I reluctantly put the helmet on and heard the gentle purr of the psychic warning system. The heads-up display was providing perfect augmented reality. The cubic drones outside were outlined in red, T-7 fringed was in green and er… something new. A hidden object with a slow throbbing pale blue. The light and the purr were synchronised. Ah-ha association! But what was it? I telescoped my vision to gain a close up of the highlighted objects. To the naked eye, they were invisible, enclosed in a building with multiple walls between it and me. Augmented Reality provided a kind of X-ray vision. I saw what it was. It was a jet pack. Maybe several jet packs.
“So?” said T-7 impatiently.
“My psychic powers tells there are jet packs on the second floor of the building 30 metres along the street,” I said as if I was able to predict such things all the time.
***
Saturday, May 23, 2123, morning
I broke into the room from the loft space above, smashing through the wood and plaster ceiling panel. I lowered myself through the hole and made an unpleasant discovery; the dusty bodies of Conrad and Karmen.
“Perhaps you shouldn’t come down here,” I called back to T-7 sadly.
She jumped down anyway.
“Aaron, you are about as tough as soaked paper hankie at a funeral. You need to man up. I’ve seen much worse. They’ve had quite a peaceful death.”
“I wondered what happened?”
“They must had got trapped here, injured... with no network. It looks like a suicide pact.”
“Suicide?”
T-7 merely tapped her teeth as an explanation. (The location of the cyanide pill). “Well, I’ll take their G-Phones. There might be some details.” She sighed. “It looks, to me, like a good Mad Scientist death to me. They died with their boots on, defending the planet against a monster created in their own laboratories.”
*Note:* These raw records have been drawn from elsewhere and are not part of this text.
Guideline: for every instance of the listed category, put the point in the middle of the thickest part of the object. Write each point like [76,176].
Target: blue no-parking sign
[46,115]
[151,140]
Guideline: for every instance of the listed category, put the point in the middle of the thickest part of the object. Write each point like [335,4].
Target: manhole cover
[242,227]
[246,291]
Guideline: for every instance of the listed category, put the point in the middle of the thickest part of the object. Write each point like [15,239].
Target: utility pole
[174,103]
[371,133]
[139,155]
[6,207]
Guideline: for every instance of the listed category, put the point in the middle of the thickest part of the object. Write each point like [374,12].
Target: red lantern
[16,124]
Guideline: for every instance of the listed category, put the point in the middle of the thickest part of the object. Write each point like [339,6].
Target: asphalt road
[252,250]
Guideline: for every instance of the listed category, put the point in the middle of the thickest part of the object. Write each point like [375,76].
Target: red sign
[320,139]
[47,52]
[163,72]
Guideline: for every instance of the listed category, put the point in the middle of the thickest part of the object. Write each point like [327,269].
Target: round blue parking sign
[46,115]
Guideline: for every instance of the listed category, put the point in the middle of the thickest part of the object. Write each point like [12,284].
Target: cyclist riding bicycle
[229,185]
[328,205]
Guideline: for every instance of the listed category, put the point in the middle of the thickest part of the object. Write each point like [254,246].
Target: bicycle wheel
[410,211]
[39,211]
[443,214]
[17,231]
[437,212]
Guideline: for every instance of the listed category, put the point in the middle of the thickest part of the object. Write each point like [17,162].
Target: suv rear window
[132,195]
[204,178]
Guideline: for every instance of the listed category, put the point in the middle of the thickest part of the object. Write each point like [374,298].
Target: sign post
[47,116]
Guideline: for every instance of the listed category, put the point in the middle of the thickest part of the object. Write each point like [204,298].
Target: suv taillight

“Max’s monster,” I corrected.
“True. I was taking more of a shared responsibility stance.”
“And their data files? Can they be regenerated? Like me?”
“If we find their data files.”
“We’ve lost them?”
“We did the entangle-scan right in the middle of Gruyère’s occupied territory, you know. It’s easy to lose stuff.”
“Well we need to get them back. They’d only just changed their bragbook status’s to in-a-relationship. After all these years of secret yearnings...”
“And we never heard the story about the radioactive panda herd either.”
“Right. We can’t let it end like this.”
“Come on, hand me their jet packs.”
Fortunately the pair had already taken off their packs, I didn’t have to disturb their bodies, although T-7 was leaning over their bodies, helping herself to equipment from the two of them. “We might need this stuff,” she said happily.
After it was determined that I was too weak to climb back unaided, T-7 helped me into the roof space and passed the two jet packs up before climbing back up herself. We then clambered through the contiguous timbered roof space of these medieval buildings, to an opening in the tiled roofing leading to the misty morning outside. It was so misty that we could not see the shimmer of the force field. The castle was a murky shape a two hundred metres up the hill.
I jumped onto a flat roof extension and T-7 passed the jet packs down before following me onto it. We strapped up. The jet packs’ fuel was seriously depleted. We had about twenty seconds of flight, a bit longer if the flyer was prepared to unexpectedly fall out of the sky.
“What’s the decision, Terri?” I asked. “Fight or flight?”
T-7 gave me a burning look; I called her Terri rather than T-7. She didn’t correct me. Instead she called the real Terri on her G-Phone. She turned away while she made arrangements with the boss at HQ.
I looked around using augmented reality from the safety of the flat roofed area at the rear of the main street. There was only a single cubic drone between us and the castle, with another dozen the other side of the roof, on the main street, and a couple further downhill.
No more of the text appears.